By default, running the training script will train the base models using the settings defined in config/base.json. If you want to change hyperparameters, you can edit this JSON file before training. Inside the json file, you can modify hyperparameters like the window length (window_len), learning rate (lr) batch size (batch_size), and more. After saving your changes, run the training script as shown in the previous step.
To test this base model, you can run:
python3 test_basemodel.py -o models/mini/<model_name>
Replace <model_name> with the name of the trained model you want to evaluate. The results will be saved in the provided output path.
You can also reproduce the results from the manuscript using the full Pfam dataset. Note that his process is significantly slower due to the large size of the dataset.

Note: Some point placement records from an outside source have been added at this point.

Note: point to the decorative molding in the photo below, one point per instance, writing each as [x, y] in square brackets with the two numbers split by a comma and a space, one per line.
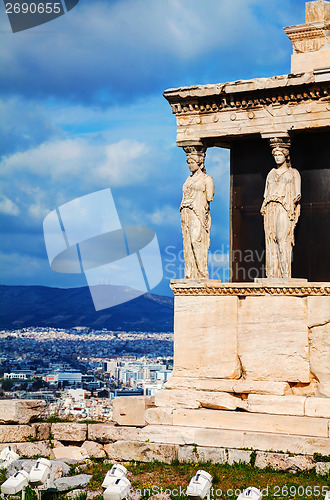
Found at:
[307, 37]
[247, 290]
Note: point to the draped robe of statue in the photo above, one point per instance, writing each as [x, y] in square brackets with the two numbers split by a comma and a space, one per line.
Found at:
[281, 211]
[198, 191]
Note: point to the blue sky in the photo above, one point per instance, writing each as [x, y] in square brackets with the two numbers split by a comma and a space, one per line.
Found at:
[82, 110]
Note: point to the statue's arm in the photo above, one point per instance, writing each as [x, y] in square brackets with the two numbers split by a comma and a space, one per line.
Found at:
[209, 188]
[297, 186]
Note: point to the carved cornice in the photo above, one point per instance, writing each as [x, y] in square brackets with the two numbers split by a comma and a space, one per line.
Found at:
[247, 290]
[255, 99]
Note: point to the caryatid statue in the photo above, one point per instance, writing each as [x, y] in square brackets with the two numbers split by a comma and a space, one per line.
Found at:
[281, 210]
[198, 192]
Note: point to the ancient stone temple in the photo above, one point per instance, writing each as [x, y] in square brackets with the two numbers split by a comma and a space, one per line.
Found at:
[252, 356]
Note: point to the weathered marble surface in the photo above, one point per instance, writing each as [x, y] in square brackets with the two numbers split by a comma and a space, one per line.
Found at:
[310, 41]
[205, 342]
[131, 411]
[20, 411]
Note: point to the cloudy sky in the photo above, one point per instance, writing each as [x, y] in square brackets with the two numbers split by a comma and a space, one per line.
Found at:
[82, 110]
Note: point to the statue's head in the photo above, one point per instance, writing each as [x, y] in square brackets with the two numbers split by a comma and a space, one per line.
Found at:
[195, 157]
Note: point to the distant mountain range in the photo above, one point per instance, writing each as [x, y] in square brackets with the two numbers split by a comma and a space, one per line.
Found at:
[23, 306]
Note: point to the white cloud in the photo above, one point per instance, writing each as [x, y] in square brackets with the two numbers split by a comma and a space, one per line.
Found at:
[7, 206]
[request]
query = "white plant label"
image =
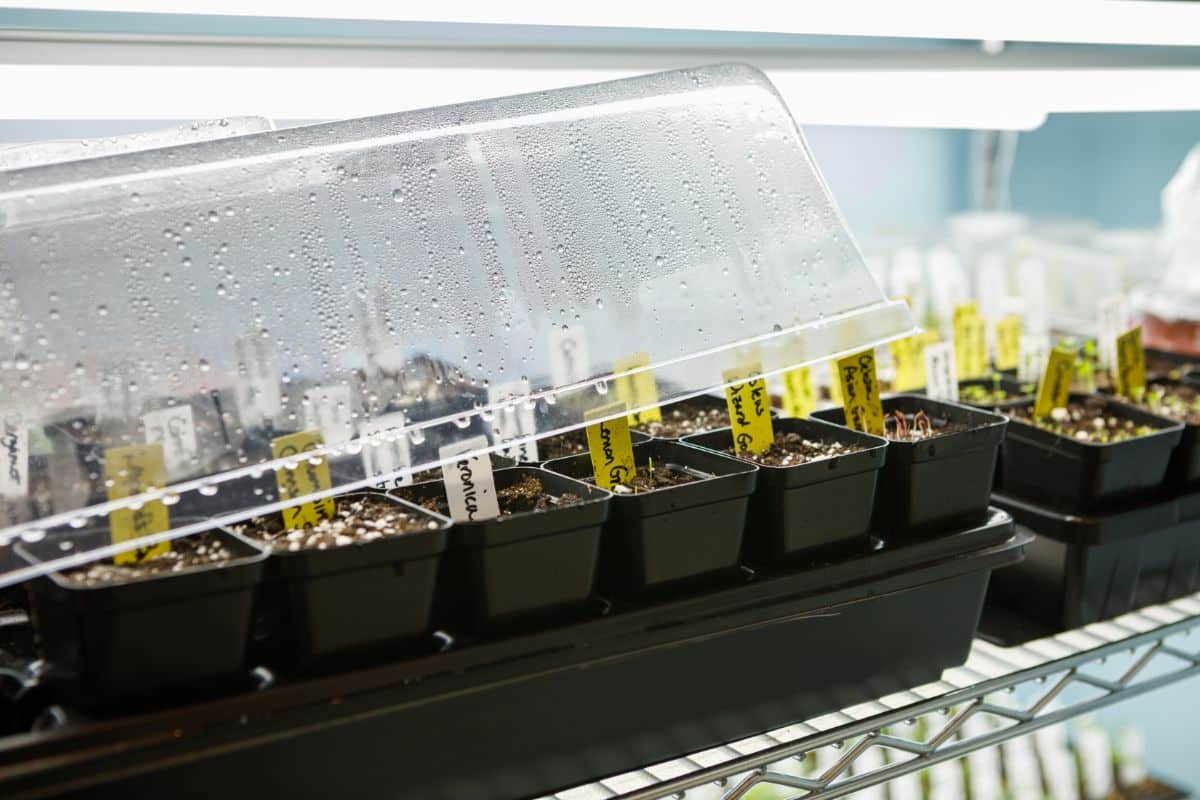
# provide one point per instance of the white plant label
(1031, 281)
(257, 388)
(514, 420)
(1131, 747)
(1113, 320)
(387, 451)
(174, 428)
(471, 487)
(13, 455)
(569, 360)
(328, 409)
(941, 374)
(1035, 350)
(1096, 762)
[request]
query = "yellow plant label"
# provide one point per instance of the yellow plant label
(303, 477)
(637, 389)
(1054, 390)
(861, 392)
(1008, 342)
(130, 471)
(907, 358)
(799, 396)
(1131, 364)
(749, 408)
(611, 449)
(970, 344)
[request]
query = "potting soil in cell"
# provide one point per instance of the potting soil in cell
(899, 426)
(359, 519)
(684, 419)
(203, 549)
(1175, 402)
(792, 450)
(1085, 421)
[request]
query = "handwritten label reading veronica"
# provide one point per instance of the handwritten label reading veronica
(1054, 390)
(130, 471)
(749, 408)
(612, 452)
(304, 477)
(13, 455)
(861, 392)
(637, 390)
(942, 380)
(471, 486)
(799, 395)
(1131, 364)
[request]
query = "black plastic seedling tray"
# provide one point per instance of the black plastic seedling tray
(1183, 468)
(813, 509)
(1072, 475)
(143, 641)
(317, 606)
(528, 715)
(1087, 567)
(521, 567)
(939, 482)
(675, 536)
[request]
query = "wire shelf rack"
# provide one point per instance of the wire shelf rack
(1000, 693)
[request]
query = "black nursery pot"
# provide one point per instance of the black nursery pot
(1183, 468)
(319, 606)
(809, 510)
(676, 535)
(149, 638)
(523, 566)
(939, 482)
(1072, 475)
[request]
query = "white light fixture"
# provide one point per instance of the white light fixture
(1097, 22)
(972, 98)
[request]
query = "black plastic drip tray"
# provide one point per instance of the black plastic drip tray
(537, 713)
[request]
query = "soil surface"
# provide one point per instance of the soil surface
(1174, 401)
(1089, 421)
(919, 426)
(684, 419)
(203, 549)
(792, 450)
(527, 494)
(659, 476)
(358, 519)
(977, 395)
(564, 444)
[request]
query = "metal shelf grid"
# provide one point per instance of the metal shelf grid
(999, 693)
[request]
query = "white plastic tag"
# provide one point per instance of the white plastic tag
(1131, 747)
(13, 455)
(328, 409)
(1031, 281)
(569, 361)
(471, 487)
(941, 374)
(515, 420)
(174, 428)
(1096, 762)
(257, 388)
(1113, 320)
(1035, 352)
(387, 451)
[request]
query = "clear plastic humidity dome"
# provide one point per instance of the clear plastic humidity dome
(399, 283)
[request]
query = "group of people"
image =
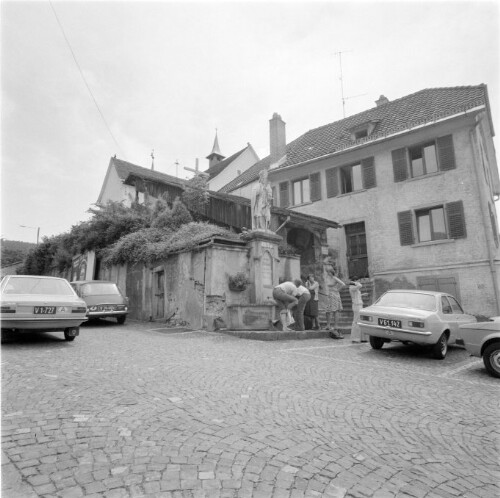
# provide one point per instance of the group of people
(303, 298)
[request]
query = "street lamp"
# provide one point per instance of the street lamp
(37, 231)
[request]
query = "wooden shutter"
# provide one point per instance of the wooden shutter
(315, 187)
(284, 201)
(405, 221)
(456, 220)
(446, 153)
(400, 165)
(332, 182)
(368, 172)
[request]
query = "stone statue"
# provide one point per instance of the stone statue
(261, 203)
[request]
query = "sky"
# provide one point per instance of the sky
(83, 81)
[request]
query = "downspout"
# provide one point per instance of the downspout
(486, 222)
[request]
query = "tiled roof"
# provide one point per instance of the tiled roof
(124, 169)
(217, 168)
(418, 108)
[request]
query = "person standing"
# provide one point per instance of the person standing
(334, 302)
(304, 297)
(312, 311)
(285, 295)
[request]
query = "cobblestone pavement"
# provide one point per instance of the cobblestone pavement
(136, 410)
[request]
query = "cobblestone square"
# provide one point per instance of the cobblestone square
(144, 411)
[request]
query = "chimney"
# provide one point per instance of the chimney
(277, 138)
(381, 100)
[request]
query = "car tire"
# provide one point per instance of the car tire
(68, 337)
(491, 359)
(440, 349)
(376, 342)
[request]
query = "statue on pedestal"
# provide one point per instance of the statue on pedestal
(261, 203)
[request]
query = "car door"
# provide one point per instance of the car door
(457, 318)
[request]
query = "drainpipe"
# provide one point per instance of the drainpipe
(486, 222)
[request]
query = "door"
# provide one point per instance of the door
(159, 294)
(357, 254)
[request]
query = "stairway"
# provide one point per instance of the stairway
(344, 318)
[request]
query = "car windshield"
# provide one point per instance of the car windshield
(36, 285)
(415, 300)
(99, 289)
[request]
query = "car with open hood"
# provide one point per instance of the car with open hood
(427, 318)
(104, 299)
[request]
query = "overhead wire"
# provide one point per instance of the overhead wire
(83, 77)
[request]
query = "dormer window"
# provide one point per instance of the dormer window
(363, 130)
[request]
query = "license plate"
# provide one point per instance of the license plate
(387, 322)
(44, 310)
(106, 308)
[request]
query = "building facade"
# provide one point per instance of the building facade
(413, 182)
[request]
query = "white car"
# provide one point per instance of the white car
(40, 304)
(420, 317)
(483, 339)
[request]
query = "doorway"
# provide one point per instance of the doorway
(357, 254)
(158, 294)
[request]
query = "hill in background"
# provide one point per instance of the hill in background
(13, 251)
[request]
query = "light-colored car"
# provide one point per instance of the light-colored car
(104, 299)
(420, 317)
(41, 304)
(483, 339)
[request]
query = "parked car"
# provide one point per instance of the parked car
(40, 304)
(414, 316)
(104, 299)
(483, 339)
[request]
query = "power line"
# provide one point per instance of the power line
(83, 77)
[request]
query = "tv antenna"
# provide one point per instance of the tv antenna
(339, 53)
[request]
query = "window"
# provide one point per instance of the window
(350, 178)
(431, 224)
(424, 159)
(446, 221)
(301, 191)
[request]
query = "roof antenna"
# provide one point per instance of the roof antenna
(339, 53)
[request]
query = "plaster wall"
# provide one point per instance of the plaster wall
(378, 207)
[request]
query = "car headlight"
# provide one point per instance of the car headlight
(417, 325)
(8, 308)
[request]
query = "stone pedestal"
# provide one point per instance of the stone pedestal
(264, 260)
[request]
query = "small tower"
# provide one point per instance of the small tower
(215, 156)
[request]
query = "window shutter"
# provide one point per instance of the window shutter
(315, 187)
(332, 183)
(368, 169)
(399, 165)
(284, 194)
(456, 220)
(405, 222)
(446, 153)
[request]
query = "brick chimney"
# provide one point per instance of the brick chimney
(277, 138)
(381, 100)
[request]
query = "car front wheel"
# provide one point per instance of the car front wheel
(491, 359)
(440, 349)
(376, 342)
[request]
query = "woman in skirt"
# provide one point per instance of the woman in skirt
(334, 303)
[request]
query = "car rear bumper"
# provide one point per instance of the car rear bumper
(106, 314)
(423, 337)
(41, 324)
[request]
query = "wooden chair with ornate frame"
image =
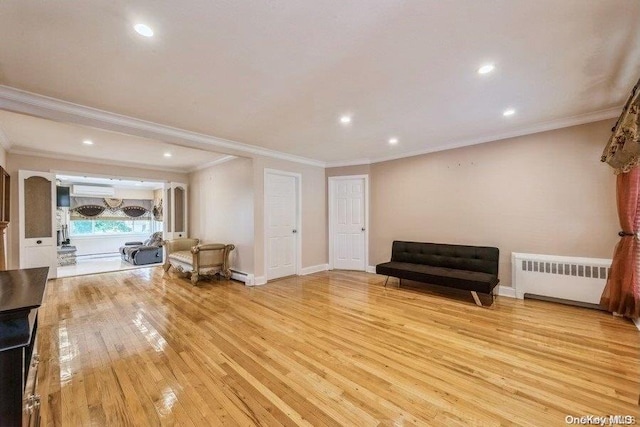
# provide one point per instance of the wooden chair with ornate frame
(190, 258)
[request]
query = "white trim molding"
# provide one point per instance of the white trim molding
(506, 291)
(215, 162)
(331, 184)
(20, 101)
(4, 140)
(247, 278)
(314, 269)
(85, 159)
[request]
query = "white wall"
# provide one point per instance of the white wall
(546, 193)
(221, 209)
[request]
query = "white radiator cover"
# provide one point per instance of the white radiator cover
(569, 278)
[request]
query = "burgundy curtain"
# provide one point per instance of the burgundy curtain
(622, 292)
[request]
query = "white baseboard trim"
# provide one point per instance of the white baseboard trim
(241, 276)
(314, 269)
(506, 291)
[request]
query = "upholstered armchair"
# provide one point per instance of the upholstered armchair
(141, 253)
(189, 257)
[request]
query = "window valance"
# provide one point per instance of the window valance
(109, 208)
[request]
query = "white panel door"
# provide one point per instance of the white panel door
(281, 225)
(349, 224)
(37, 206)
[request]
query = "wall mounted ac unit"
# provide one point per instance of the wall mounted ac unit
(93, 191)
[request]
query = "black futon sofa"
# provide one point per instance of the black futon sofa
(470, 268)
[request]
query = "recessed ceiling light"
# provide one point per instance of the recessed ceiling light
(143, 30)
(486, 69)
(345, 120)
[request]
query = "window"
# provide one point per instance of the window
(101, 227)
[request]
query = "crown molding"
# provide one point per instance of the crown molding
(84, 159)
(357, 162)
(564, 122)
(213, 163)
(20, 101)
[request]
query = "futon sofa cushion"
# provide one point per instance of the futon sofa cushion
(459, 279)
(469, 268)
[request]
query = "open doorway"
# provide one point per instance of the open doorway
(107, 224)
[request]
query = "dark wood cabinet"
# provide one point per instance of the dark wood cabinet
(21, 293)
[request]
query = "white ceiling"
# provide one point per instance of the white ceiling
(32, 135)
(278, 74)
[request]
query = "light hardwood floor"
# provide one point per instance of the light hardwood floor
(336, 348)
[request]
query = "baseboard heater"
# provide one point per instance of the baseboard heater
(571, 280)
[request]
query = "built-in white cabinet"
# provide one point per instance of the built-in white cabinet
(37, 223)
(176, 208)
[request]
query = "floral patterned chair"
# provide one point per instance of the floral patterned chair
(190, 258)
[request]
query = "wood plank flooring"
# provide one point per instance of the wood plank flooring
(335, 348)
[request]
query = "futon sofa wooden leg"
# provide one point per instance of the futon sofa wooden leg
(476, 298)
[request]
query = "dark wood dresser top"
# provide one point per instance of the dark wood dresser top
(21, 290)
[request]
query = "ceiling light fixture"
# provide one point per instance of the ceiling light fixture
(486, 69)
(143, 30)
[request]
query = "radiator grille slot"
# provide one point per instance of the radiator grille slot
(579, 270)
(576, 279)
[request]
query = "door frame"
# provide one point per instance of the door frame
(298, 178)
(332, 184)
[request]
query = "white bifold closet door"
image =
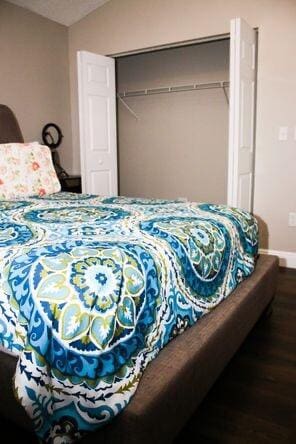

First, download the required dataset files from the Drive folder and place them into data/full/ in your local repository. You can download them directly using:
gdown --folder 18bD2q-iL2MZE2ddH_-jRp_VDZXoZG8QP --output data/
Next, you need to download the test embeddings from the Drive folder located in full_test.tar.gz, the trained base models and the ensemble weights for the full dataset. From the repository root, run:
gdown 1HFsSCg-z7NqKwdMfxgj8y1-Ux1X7zJnJ --output data/full_test.tar.gz
tar -xzf data/full_test.tar.gz -C data/embeddings/
gdown 179qTQ-1akdUIkdfjcrxo5X1OOLvEboMl --output models/full.tar.gz
tar -xzf models/full.tar.gz -C models/
Once all the files are in place, set the dataset field to full, of config/base.json to indicate you are working with the full Pfam data instead of the mini version:
sed -i 's/mini/full/g' config/base.json
Then you can run the ensemble using all voting strategies evaluated in the manuscript:
python3 test_ensemble.py -v all -m models/full/
This will reproduce the results for the full Pfam dataset, as reported in the paper. To verify the results:
cat results/full/ensemble_metrics.csv
To compute ensemble weights for the full Pfam base models, you need the dev embeddings full_dev.tar.gz and extract them as follows:
gdown 1kRJjLYgzNWwWLHZcZa5oTKiWAEX3cyHn --output data/full_dev.tar.gz
tar -xzf data/full_dev.tar.gz -C data/embeddings/
Then run the ensemble training script with:
python3 train_ensemble.py -v all -m models/full/
To train base models from scratch, first download the training embeddings. Since the dataset is very large, the files are split into multiple zip archives. You can download them directly from the Drive folder.
Once all parts are downloaded, place them inside data/full_train/ and then run:
cat data/full_train/* > data/full_train.tar.gz
tar -xzf data/full_train.tar.gz -C data/embeddings/
This will concatenate the parts into a single archive and extract the embeddings into the data/embeddings/ folder.
The training script can be executed as follows:
python3 train_basemodel.py -o models/full/<model_name>/
Replace <model_name> with any name of your choice for the experiment.